Dienstag, 12. August 2014

Challenge 52/52: Der Ausbruch

Zeit für meine fünfte Kurzgeschichte, die schon seit einer ganzen Weile fertig ist. Ich hatte sie schon fast vergessen.

Wort: Schlüssel
Wörter: 571


Der Ausbruch

 Es ist dunkel, sehr dunkel. Sie kann die eigene Hand vor ihren Augen nicht sehen. Ängstlich schlingt sie die Arme um ihre Beine und drückt ihr Gesicht auf ihre Knie. Ein Laut entweicht ihr, eine Art Wimmern oder Schluchzen, ein Laut der Verzweiflung.
Doch hier ist niemand, der sie hören könnte. Sie hat es bereits versucht. Am Anfang hat sie hemmungslos geweint, laut geschluchzt und geschrien, aber es ist niemand gekommen. Niemand hat sie gehört. Demnach hört sie auch jetzt niemand. Niemand wird sie je hören. Sie wird für immer hier eingesperrt sein, in der Dunkelheit.
Tränen rinnen ihre Wangen hinab. Niemanden kümmert es.
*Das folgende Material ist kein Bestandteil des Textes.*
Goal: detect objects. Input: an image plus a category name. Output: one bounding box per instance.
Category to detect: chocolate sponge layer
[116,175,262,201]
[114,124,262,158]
Da ist niemand, den es kümmert, wo sie ist und wie sie sich fühlt. Sie ist ganz allein, in der Dunkelheit.
Alles, was ihr geblieben ist, sind die Gedanken in ihrem Kopf und ihre eigenen, kalten Hände. Ihre Finger umschließen einander, halten einander zusammen, so wie sie trotz allem versucht, sich selbst zusammenzuhalten. Aber ihre Gedanken sind so düster, wie die Schwärze, die sie umgibt und sie kann ihnen nicht entkommen, genauso wenig wie sie diesem Ort entkommen kann. Fortwährend kreisen sie durch ihren Kopf, diese Gedanken: Ich bin nutzlos. Ich bin wertlos. Ich bin ungeliebt. Ich bin ganz allein und ich werde für immer allein sein.
Sie schmerzen, diese Gedanken, mehr noch, als die Dunkelheit um sie herum. Diese Dunkelheit, sie könnte sie ertragen, wenn es in ihrem Kopf nicht so laut wäre, wenn ein Teil von ihr nicht denken würde, sie hätte diese Strafe verdient.
Ein Schluchzen entweicht ihr und sie presst die Lippen aufeinander, hält ihren zitternden Körper und versucht die Düsternis in ihrem Kopf zu vertreiben: Ich bin stark. Ich werde nicht aufgeben. Ich atme und lebe. Ich kann es schaffen.
Grob wischt sie sich übers Gesicht und öffnet ihre tränennassen Augen, da sieht sie ein Licht. Vor Überraschung ist sie wie erstarrt. Da ist ein Licht, ein Licht. Sie kann es nicht glauben, ein Licht. War es schon immer da? Langsam richtet sie sich auf. Die Dunkelheit um sie herum scheint nach ihr zu greifen und sie festhalten zu versuchen, doch sie sieht bloß das Licht, dieses feine Schimmern.
Es ist nur ein einziger Strahl, ein kleiner Punkt und dennoch ist es so hell und wunderschön. Sie kann den Blick nicht abwenden, kann ihren halb geöffneten Mund nicht schließen. Sie steht nur da und starrt es an, überwältigt und hoffnungsvoll.
Schließlich begreift sie, was dieses Licht ist, was es zu bedeuten hat und ihre Lippen werden zu einem kleinen Lächeln. Sie streckt dem Licht die Hand entgegen, als könne sie es greifen. Ihre Finger umschließen bloß Luft, aber sie kann es sehen, sie kann es so deutlich sehen. Da ist Licht. Da ist Licht.
Durch ein Schlüsselloch erhellt es den dunklen Ort, an dem sie sich befindet. Und wo ein Schlüsselloch ist, gibt es einen Schlüssel.
Ein Zittern durchfährt ihren Körper und neue Tränen bedecken ihre Wangen. Doch dieses Mal sind es Tränen der Freude und der Erleichterung und ein Zittern der Entschlossenheit. Sie wird es schaffen, sie wird hier rauskommen.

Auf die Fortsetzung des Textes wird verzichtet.